Portanto, não serão soluções fáceis que trarão sanidade para o sistema de transporte. É preciso um debate amplo e aberto com a sociedade para que esta perceba as implicações de cada alternativa que vier a ser proposta.
E talvez este debate possa abrir outras portas e janelas para discussão. O fato é que o tamanho do Estado brasileiro está ficando insuportável de ser mantido pela sociedade a quem ele deveria servir. E várias vezes já comentamos que estamos cometendo os mesmos erros que levaram ao estrangulamento econômico de paires europeus como Espanha, Portugal, Itália, Grécia, Irlanda, Chipre. Na medida do tempo, é insustentável não só o tamanho mas, principalmente, o custo total que este masstodonte gigantesco provoca.

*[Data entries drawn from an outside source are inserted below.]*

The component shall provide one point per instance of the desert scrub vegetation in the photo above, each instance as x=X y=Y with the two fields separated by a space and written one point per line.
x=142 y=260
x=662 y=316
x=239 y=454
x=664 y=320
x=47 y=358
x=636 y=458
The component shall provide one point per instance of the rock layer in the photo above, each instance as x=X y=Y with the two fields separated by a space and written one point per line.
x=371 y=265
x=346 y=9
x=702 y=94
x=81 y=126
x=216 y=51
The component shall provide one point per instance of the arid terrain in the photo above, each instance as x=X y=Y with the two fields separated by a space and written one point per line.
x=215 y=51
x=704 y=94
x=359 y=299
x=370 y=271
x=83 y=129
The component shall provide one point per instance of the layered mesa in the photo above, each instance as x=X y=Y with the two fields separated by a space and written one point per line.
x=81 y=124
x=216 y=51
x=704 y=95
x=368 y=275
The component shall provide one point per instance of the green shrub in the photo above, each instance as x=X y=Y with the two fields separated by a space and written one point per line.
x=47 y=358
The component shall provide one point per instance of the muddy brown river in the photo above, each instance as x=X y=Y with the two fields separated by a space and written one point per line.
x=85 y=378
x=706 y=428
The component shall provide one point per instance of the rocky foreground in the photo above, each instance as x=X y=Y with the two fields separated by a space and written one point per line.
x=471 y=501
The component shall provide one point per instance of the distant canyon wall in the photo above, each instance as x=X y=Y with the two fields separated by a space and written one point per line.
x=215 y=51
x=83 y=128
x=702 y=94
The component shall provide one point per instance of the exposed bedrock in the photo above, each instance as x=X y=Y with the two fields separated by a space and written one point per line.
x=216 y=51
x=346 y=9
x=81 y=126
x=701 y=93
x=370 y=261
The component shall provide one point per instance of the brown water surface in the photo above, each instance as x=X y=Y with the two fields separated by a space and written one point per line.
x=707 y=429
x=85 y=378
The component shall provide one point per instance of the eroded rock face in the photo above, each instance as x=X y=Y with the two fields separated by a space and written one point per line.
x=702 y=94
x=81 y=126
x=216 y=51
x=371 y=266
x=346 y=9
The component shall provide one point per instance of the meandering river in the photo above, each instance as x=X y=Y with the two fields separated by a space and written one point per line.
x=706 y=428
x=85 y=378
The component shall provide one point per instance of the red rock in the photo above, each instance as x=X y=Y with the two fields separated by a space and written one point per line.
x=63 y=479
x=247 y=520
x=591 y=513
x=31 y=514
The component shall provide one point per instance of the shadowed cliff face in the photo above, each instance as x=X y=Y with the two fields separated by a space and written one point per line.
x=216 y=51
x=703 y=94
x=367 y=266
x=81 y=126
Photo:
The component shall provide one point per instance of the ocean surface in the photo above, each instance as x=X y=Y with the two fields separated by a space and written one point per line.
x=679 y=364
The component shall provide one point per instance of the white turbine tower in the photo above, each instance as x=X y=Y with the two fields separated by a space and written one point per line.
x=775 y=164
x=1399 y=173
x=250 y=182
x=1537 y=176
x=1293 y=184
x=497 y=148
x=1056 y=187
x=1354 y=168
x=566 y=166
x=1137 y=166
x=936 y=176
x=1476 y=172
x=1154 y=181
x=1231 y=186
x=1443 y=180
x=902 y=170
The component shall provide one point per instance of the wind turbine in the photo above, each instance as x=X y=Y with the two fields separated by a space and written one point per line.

Atualmente, já se vê os primeiros indícios desta insustentabilidade, com a gradual redução dos investimentos públicos, o crescente endividamento cujo serviço – juros apenas – já consome hoje perto de 50% da arrecadação federal. Assim, a fórmula adotada pelos governos petistas de 2003 para cá, é totalmente inviável. Para ser mantida sem estrangular a capacidade do Estado de se manter e ainda investir minimamente no essencial, ou ele se endivida mais e mais a exemplo do que fizeram os europeus em crise, ou ele aumentará a carga tributária de tal forma que acabará por provocar revoltas cada vez mais crescentes. Porque de uma coisa sabemos todos: nenhuma elevação de imposto é capaz de garantir qualidade nos serviços públicos essenciais. Daí porque a discussão chegará ao ponto extremo: a necessidade de se ter não um Estado mínimo mas um Estado necessário e sustentável, capaz de garantir bem estar social sem afetar a saúde financeira das pessoas e empresas. Não se justificam os altos salários e privilégios bancados pelo Poder Público federal em qualquer escalão, num país em que a renda média ainda é muito baixa, a distribuição de renda é tão desigual e as carências são tão vergonhosamente elevadas.
O transporte público talvez tenha o dom de abrir um debate sério sobre esta questão: que Estado é preciso suportar para que tenhamos serviços essenciais universais e de boa qualidade. Não se trata, portanto, de um tema revestido de ideologia, mas sim de racionalidade. Creio que ninguém, de sã consciência e propósitos honestos, seria capaz de recusar-se em pagar R$ 3,20 pela tarifa do ônibus, se o serviço oferecesse conforto, segurança, rapidez. Porém, sendo o lixo que é, fruto das distorções do sistema com que é mantido conjugado com a injustificável negligência do poder público, qualquer valor é caro demais para o que se oferece.